Wednesday, November 14, 2007

Every body thinks they're a comedian. Well, two people at least.

Here were a couple of email responses to my temp job duties post. Everyone thinks they're a comedian in this life, don't they.

Response One:
I was reading about the job posting and how you have to wear steel toe shoes and be able to lift 50 lbs. Maybe with steel toe shoes you could weigh 50 lbs!

Response Two:

Thanks for telling me you had a blog, loser. It's a funny blog though, where did you lift all of the material? You need to fill out your profile and some how work me into some of your "deep thoughts". I think that it would help make your blog sound less dark (with me in it would probably grow your readership 10 fold in just a few days). I think you need to go on meds because your blog make it sound like you are about to go over the edge. Question: can you lift 50 lbs.? Also, you don't sound very enthusiastic and motivated. When you add me to your blog make me cool, heroic maybe, or you will regret it.

The most awesome brother-in-law you have,

Martin

My response to response one: You mock my weight, but I know you're only jealous as the last time you weighed in at a spry 147lbs (my weight on a good day when I'm soaking wet) was probably when you were in 2nd grade (ok, maybe 10th grade.
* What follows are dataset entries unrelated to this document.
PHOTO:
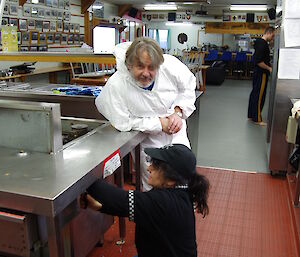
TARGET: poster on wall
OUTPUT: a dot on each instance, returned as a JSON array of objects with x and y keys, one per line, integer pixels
[
  {"x": 57, "y": 38},
  {"x": 22, "y": 24},
  {"x": 42, "y": 38},
  {"x": 34, "y": 37},
  {"x": 60, "y": 4},
  {"x": 6, "y": 8},
  {"x": 64, "y": 39},
  {"x": 39, "y": 25},
  {"x": 41, "y": 12},
  {"x": 4, "y": 21},
  {"x": 52, "y": 26},
  {"x": 46, "y": 26},
  {"x": 50, "y": 38},
  {"x": 71, "y": 39},
  {"x": 13, "y": 9},
  {"x": 59, "y": 26},
  {"x": 27, "y": 11},
  {"x": 31, "y": 24},
  {"x": 13, "y": 22},
  {"x": 25, "y": 37}
]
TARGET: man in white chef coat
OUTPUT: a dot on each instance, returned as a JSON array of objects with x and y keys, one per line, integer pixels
[{"x": 151, "y": 92}]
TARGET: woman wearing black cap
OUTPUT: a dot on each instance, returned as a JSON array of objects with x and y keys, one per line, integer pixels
[{"x": 164, "y": 216}]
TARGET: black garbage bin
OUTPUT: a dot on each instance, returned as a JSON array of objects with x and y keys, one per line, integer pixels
[{"x": 215, "y": 75}]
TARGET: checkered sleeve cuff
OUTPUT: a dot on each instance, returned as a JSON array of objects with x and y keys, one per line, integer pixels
[{"x": 131, "y": 204}]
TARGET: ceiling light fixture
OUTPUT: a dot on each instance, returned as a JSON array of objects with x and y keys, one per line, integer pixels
[
  {"x": 250, "y": 7},
  {"x": 154, "y": 7},
  {"x": 179, "y": 24},
  {"x": 97, "y": 7}
]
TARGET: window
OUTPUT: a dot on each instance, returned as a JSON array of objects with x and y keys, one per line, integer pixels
[{"x": 163, "y": 38}]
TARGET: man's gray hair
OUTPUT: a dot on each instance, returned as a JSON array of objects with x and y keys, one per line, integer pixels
[{"x": 141, "y": 44}]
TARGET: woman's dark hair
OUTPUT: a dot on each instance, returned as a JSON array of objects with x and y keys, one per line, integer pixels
[{"x": 198, "y": 185}]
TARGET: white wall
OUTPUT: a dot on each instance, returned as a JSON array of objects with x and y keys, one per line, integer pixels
[
  {"x": 192, "y": 33},
  {"x": 110, "y": 10}
]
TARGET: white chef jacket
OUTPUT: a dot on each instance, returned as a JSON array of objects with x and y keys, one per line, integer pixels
[{"x": 130, "y": 107}]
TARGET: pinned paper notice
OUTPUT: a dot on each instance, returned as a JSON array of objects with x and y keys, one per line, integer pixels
[
  {"x": 292, "y": 9},
  {"x": 292, "y": 32},
  {"x": 289, "y": 64},
  {"x": 111, "y": 163}
]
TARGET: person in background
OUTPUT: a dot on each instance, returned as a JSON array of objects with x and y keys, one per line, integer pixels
[
  {"x": 262, "y": 69},
  {"x": 150, "y": 92},
  {"x": 164, "y": 216}
]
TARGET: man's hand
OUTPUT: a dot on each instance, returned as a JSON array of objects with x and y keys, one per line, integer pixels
[
  {"x": 164, "y": 124},
  {"x": 175, "y": 123}
]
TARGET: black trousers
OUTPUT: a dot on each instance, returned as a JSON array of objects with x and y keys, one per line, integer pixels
[{"x": 258, "y": 94}]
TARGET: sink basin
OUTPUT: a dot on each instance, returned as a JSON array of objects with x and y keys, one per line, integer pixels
[{"x": 74, "y": 129}]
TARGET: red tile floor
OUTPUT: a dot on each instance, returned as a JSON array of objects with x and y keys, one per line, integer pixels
[{"x": 249, "y": 216}]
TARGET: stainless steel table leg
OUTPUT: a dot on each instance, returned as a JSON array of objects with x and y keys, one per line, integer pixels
[
  {"x": 54, "y": 240},
  {"x": 120, "y": 183},
  {"x": 137, "y": 152},
  {"x": 297, "y": 193}
]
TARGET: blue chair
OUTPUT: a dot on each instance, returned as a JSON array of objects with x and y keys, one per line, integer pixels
[
  {"x": 240, "y": 64},
  {"x": 227, "y": 59},
  {"x": 211, "y": 57}
]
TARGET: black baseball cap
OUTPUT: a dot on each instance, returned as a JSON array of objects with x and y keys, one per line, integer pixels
[{"x": 178, "y": 156}]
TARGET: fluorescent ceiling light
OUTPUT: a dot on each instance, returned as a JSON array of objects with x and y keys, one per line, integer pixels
[
  {"x": 254, "y": 7},
  {"x": 179, "y": 24},
  {"x": 97, "y": 7},
  {"x": 153, "y": 7}
]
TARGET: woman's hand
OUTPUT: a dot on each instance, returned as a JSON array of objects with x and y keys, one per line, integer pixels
[
  {"x": 164, "y": 124},
  {"x": 175, "y": 123},
  {"x": 86, "y": 201}
]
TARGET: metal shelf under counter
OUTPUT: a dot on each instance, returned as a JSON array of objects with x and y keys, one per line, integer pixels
[{"x": 64, "y": 57}]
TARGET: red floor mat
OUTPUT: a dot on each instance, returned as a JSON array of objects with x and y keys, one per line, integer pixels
[{"x": 249, "y": 217}]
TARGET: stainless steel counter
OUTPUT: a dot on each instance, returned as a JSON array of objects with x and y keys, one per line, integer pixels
[
  {"x": 46, "y": 185},
  {"x": 72, "y": 106}
]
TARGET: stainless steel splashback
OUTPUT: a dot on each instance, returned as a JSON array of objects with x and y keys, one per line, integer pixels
[{"x": 30, "y": 126}]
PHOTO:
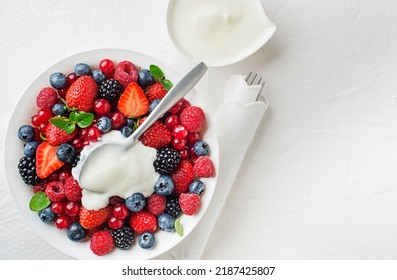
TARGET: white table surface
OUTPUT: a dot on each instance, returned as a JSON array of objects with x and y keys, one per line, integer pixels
[{"x": 320, "y": 180}]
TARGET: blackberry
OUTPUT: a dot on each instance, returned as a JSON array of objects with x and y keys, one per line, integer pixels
[
  {"x": 111, "y": 90},
  {"x": 123, "y": 238},
  {"x": 167, "y": 160},
  {"x": 172, "y": 206},
  {"x": 27, "y": 170}
]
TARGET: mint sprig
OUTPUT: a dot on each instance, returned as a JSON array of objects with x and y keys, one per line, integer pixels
[
  {"x": 39, "y": 201},
  {"x": 178, "y": 226},
  {"x": 158, "y": 74},
  {"x": 80, "y": 119}
]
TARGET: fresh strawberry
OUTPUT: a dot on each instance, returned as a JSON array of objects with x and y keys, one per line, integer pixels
[
  {"x": 82, "y": 94},
  {"x": 155, "y": 91},
  {"x": 182, "y": 177},
  {"x": 143, "y": 221},
  {"x": 133, "y": 102},
  {"x": 93, "y": 218},
  {"x": 46, "y": 160},
  {"x": 157, "y": 136},
  {"x": 56, "y": 136}
]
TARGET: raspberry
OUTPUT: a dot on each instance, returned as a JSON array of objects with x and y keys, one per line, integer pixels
[
  {"x": 203, "y": 167},
  {"x": 183, "y": 176},
  {"x": 55, "y": 191},
  {"x": 157, "y": 136},
  {"x": 190, "y": 203},
  {"x": 46, "y": 98},
  {"x": 72, "y": 189},
  {"x": 155, "y": 204},
  {"x": 126, "y": 72},
  {"x": 143, "y": 221},
  {"x": 155, "y": 91},
  {"x": 102, "y": 243},
  {"x": 193, "y": 118}
]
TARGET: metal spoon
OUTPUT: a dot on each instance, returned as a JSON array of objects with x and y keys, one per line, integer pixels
[{"x": 178, "y": 91}]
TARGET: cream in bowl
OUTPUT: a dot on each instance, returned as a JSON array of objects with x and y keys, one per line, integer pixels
[{"x": 218, "y": 32}]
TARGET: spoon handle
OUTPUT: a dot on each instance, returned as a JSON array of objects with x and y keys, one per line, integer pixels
[{"x": 178, "y": 91}]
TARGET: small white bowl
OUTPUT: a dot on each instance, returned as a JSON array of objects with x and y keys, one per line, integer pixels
[{"x": 218, "y": 32}]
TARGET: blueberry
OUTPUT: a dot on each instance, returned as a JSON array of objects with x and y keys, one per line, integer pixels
[
  {"x": 166, "y": 222},
  {"x": 82, "y": 69},
  {"x": 153, "y": 104},
  {"x": 164, "y": 185},
  {"x": 146, "y": 240},
  {"x": 126, "y": 131},
  {"x": 58, "y": 80},
  {"x": 59, "y": 109},
  {"x": 145, "y": 78},
  {"x": 98, "y": 76},
  {"x": 104, "y": 124},
  {"x": 197, "y": 187},
  {"x": 130, "y": 122},
  {"x": 201, "y": 148},
  {"x": 66, "y": 153},
  {"x": 46, "y": 215},
  {"x": 29, "y": 149},
  {"x": 136, "y": 202},
  {"x": 26, "y": 133},
  {"x": 76, "y": 232}
]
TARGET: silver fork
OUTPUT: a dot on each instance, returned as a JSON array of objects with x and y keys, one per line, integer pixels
[{"x": 253, "y": 79}]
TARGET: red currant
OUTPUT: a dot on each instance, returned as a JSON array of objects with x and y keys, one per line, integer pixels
[
  {"x": 35, "y": 120},
  {"x": 58, "y": 207},
  {"x": 179, "y": 132},
  {"x": 94, "y": 134},
  {"x": 178, "y": 144},
  {"x": 120, "y": 211},
  {"x": 107, "y": 67},
  {"x": 72, "y": 77},
  {"x": 62, "y": 222},
  {"x": 45, "y": 114},
  {"x": 118, "y": 120},
  {"x": 102, "y": 106},
  {"x": 171, "y": 121},
  {"x": 72, "y": 208},
  {"x": 43, "y": 127},
  {"x": 115, "y": 223}
]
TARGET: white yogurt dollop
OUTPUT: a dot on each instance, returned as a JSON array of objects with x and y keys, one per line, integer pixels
[
  {"x": 114, "y": 170},
  {"x": 217, "y": 31}
]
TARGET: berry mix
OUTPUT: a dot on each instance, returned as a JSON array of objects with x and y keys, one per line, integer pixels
[{"x": 76, "y": 110}]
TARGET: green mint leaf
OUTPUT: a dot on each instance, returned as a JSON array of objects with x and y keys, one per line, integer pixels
[
  {"x": 39, "y": 201},
  {"x": 70, "y": 127},
  {"x": 166, "y": 84},
  {"x": 178, "y": 226},
  {"x": 59, "y": 122},
  {"x": 157, "y": 73},
  {"x": 73, "y": 117},
  {"x": 85, "y": 119}
]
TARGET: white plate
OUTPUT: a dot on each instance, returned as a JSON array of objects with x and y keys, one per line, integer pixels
[{"x": 22, "y": 193}]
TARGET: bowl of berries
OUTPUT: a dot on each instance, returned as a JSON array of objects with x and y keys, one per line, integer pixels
[{"x": 136, "y": 204}]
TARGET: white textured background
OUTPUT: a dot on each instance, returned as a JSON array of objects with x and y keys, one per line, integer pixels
[{"x": 320, "y": 180}]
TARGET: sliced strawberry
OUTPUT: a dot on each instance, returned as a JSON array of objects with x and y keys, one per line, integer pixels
[
  {"x": 46, "y": 160},
  {"x": 93, "y": 218},
  {"x": 133, "y": 102}
]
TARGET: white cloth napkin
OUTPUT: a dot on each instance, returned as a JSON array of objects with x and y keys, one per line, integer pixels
[{"x": 236, "y": 121}]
You're not that big of a fatty. I'm just harassing you). I know you long to see you toes again when you stand up, but that's going to require that you pass up the chocolate donuts every time you stop for gas at a convenience store.

My response to response two: He calls me a loser. Tells me it's funny. Wants to steal my blog limelight by working him into my "deep thoughts". Tells me I should be on meds (maybe I already am). Questions my ability to lift 50lbs. He tells me I don't sound very enthusiastic or motivated. And then to top it all off he wants me to make him sound, "
cool, heroic maybe" when I work him in.

Does anybody else see what's wrong with this picture. Luckily I only have to deal with Martin once or twice a year. Unfortunately, my poor sister has to endure him on a daily basis. J/K, Martin. We heart you.